Peter van der Walt and Thomas Sanladerer ,

+Peter van der Walt and @Thomas_Sanladerer , how do you two make circuit design look so easy? You have to know all of the components well with details on pull-up, pull-down, pulse timings and voltage ranges. You guys just seem to make it look easy. Do you just breadboard it to know if things will work before going to any design software? I do not think I can find any design software that will emulate the circuits for a motion control board without paying a bunch of money.

If you can find spice models for the motor driver chips you’re using, pspice should be able to handle it. It’s just hard finding simulation models sometimes.

@John_Bump I would have no idea where to start either. We need a repository for this stuff.

Datasheet of the component provides most of the required information to design a schematic,voltage range, internal pull Up, timings, even example application. Pspice is a mighty tool for simulation, but it requires some time to learn how to use it. For a new schematic, it always makes sense to start on a breadboard as you can easily change connections and measure voltage levels. And last but not least, experience, if you do it more often, you have a better understanding for electronics

You don’t need to simulate everything or even everything at once. Most circuits involving microcontrollers are either very basic or are closely based on the manufacturer’s datasheet anyways.

Okay. I guess I will start my voyage by ordering some parts and then I will just read the data sheets, test on a breadboard and then build up slowly. I have some circuits in mind but I do not know how well they will turn out.

@Thomas_Sanladerer I agree. I find that a thorough read of the data sheet and a possible example circuit from the company really help out.

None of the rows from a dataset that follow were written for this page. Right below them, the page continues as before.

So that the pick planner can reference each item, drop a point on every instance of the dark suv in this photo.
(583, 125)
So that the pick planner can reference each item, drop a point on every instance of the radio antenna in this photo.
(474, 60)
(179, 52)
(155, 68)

It’s been my experience that the only time I actually need simulation is when it’s a somewhat complex/multi-element analog circuit. For black box components, like hook microcontroller to motor controller to motor, I can usually find someone else’s schematic, or as noted use the datasheet example.

What Tom said is essentially what I do. Pull up datasheet, copy schematic in the example into kicad/etc, then push everything to PCB. Things like motor driver ICs, etc all have sample applications that they publish circuit diagrams for.

I’m as just as bad of a programmer as I am a circuit designer. I’m fluent in Google and Stackoverflow.

Datasheet datasheet. Majority of your information is there. I use online calculators to determine currently capacity of traces. The most difficult here is SPI, USB, and crystals. They all require special routing considerations, and crystals require careful selection and trace impedance.

My biggest lesson is don’t look at someone else’s project and assume they did their research.

@Stephanie_A that is very true. I have been working on a new project and some of the reference designs I have seen online are… interesting.

Usually the data sheet is adequate for general setup. Once you get to connecting to other devices, it can get tough.